Technical

December 19, 2023

A View Into Our TimescaleDB Migration

By Goldflag

Ever since Tomato.gg first came online in August 2020, Tomato.gg is likely the only WoT stats tracker with indefinite data retention.

From what I can tell:

wotlabs.net appears to wipe recent stats after ~6 months
wot-life.com only keeps recent stats for 30 days
wotcharts.eu says its database is only 16gb
wot-numbers.com only shows 21 days of recent stats

Keeping battle data forever has a cost, as ever-increasing table sizes put increased load onto existing hardware. I've had to migrate the Tomato.gg database to better hardware three times in the last three years, with the most recent one being completed last week.

My Postgres database measured at 600+ GB at the time of the migration, and the largest table had almost 2 billion rows.

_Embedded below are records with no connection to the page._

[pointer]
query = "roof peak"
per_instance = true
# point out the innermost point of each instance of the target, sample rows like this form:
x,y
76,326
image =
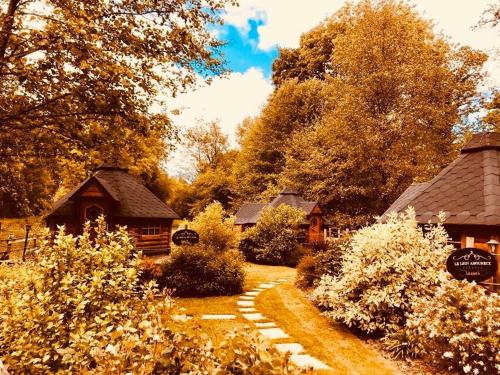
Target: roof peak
x,y
481,142
288,191
110,167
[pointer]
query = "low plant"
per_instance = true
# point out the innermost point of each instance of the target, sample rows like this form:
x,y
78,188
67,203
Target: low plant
x,y
457,328
197,271
386,269
215,227
326,262
273,240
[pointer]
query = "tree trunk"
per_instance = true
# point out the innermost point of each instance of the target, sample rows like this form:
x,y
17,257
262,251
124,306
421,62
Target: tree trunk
x,y
8,23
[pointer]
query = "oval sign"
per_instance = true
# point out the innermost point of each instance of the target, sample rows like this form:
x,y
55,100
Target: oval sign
x,y
185,236
471,264
301,237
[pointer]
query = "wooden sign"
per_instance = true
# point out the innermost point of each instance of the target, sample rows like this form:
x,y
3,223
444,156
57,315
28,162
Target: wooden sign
x,y
471,264
301,237
185,236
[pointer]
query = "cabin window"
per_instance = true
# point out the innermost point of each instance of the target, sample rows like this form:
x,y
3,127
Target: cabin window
x,y
93,212
151,229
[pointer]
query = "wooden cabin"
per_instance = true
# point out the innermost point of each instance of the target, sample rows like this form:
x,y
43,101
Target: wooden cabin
x,y
467,191
249,213
124,201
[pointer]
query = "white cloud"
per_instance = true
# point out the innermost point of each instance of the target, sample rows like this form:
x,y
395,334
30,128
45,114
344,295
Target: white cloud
x,y
228,100
285,20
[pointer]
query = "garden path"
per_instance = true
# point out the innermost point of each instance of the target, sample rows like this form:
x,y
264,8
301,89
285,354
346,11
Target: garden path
x,y
281,312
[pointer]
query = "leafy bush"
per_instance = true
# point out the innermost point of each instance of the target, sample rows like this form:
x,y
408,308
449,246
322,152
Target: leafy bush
x,y
81,308
457,328
386,269
327,262
273,240
215,228
196,271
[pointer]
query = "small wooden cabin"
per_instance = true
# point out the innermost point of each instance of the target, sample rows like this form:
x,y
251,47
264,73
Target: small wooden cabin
x,y
249,213
467,191
124,201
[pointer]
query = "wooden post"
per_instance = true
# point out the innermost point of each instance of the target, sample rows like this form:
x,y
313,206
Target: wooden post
x,y
28,227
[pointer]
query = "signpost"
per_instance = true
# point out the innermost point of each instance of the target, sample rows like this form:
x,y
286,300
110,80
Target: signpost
x,y
471,264
185,236
301,237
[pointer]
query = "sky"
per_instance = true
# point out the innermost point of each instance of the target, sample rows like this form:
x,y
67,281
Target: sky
x,y
257,28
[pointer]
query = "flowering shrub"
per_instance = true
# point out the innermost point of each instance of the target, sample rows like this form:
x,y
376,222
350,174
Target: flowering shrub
x,y
273,239
326,262
81,308
458,327
215,228
197,271
386,269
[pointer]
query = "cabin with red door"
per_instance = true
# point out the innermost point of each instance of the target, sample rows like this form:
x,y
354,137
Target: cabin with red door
x,y
249,213
124,201
467,191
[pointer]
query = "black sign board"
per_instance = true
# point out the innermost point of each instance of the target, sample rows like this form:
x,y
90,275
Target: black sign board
x,y
185,236
301,237
471,264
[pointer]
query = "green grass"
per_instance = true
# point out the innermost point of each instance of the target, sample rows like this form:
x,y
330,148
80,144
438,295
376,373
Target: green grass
x,y
295,314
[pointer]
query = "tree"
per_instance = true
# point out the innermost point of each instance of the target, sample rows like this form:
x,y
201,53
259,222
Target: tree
x,y
207,145
78,79
384,112
292,107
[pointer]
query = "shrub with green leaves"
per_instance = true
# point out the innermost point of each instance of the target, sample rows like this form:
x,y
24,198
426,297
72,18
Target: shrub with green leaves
x,y
215,227
274,237
457,328
386,269
196,271
80,307
326,262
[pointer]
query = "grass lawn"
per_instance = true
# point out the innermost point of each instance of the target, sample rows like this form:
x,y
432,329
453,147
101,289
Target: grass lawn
x,y
292,312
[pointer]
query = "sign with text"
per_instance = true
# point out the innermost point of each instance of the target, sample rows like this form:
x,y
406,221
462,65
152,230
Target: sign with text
x,y
185,236
471,264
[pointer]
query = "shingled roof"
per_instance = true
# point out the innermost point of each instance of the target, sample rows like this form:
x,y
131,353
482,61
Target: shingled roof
x,y
467,190
249,213
132,197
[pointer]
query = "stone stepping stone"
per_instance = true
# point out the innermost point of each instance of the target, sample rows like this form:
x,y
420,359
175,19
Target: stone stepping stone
x,y
181,317
266,286
273,333
247,298
247,309
254,316
307,361
293,348
265,325
218,317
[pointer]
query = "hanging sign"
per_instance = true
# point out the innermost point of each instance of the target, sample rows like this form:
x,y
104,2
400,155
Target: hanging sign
x,y
185,236
301,237
471,264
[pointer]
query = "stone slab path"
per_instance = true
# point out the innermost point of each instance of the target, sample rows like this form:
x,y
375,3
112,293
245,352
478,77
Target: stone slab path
x,y
270,330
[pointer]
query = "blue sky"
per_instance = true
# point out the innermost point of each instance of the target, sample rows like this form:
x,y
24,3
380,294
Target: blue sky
x,y
242,52
256,28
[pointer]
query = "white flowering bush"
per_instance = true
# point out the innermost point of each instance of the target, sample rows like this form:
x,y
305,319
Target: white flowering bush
x,y
273,240
386,269
216,228
458,328
81,307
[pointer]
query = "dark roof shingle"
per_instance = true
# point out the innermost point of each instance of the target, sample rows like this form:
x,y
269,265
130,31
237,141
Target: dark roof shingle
x,y
133,198
467,190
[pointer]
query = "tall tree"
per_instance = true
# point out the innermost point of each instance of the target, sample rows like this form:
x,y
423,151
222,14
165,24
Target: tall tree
x,y
394,92
78,78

postgres=# select count(*) from eu.sessions;
   count
------------
 1971382979
(1 row)

The largest table stored session data for the EU server

Why I needed to migrate

Tomato.gg runs thousands of scheduled queries each day to update

Tank stats (for every single tank on EU/NA/Asia)
Map stats
Recent player rankings
Overall player rankings

These queries happen for every single tank on EU, NA and Asia servers, and are extremely resource intensive.

old tomato.gg DB cpu usage Once CPU usage reached over around 40%, the site became unusable for many users

Our PostgreSQL database ran on a AX101 dedicated server rented from Hetzner since . The machine had a Ryzen 9 5950x and 128 GB of memory, but still struggled to keep up with the automated queries. There were extended periods of extremely slow load times for users when these queries were running, and sometimes the database was unavailable entirely. This made sense because vanilla Postgres is an OLTP (Online transaction processing) database that is poorly suited for timeseries data, which was the vast majority of what I used it for.

At this point I realized I had to find a way to improve database performance. These were the things I needed to do improve performance.

Use a Timeseries database

Timescale db

I settled on using TimescaleDB, a Postgres extension that turns your Postgres database into a timeseries DB by automatically parittioning data by time. I was super excited when I first read the TimescaleDB marketing articles since they legitimately made it seem like they're 1000x faster than Postgres for timeseries workloads. The discovered the real performance was norwhere near as good as advertised.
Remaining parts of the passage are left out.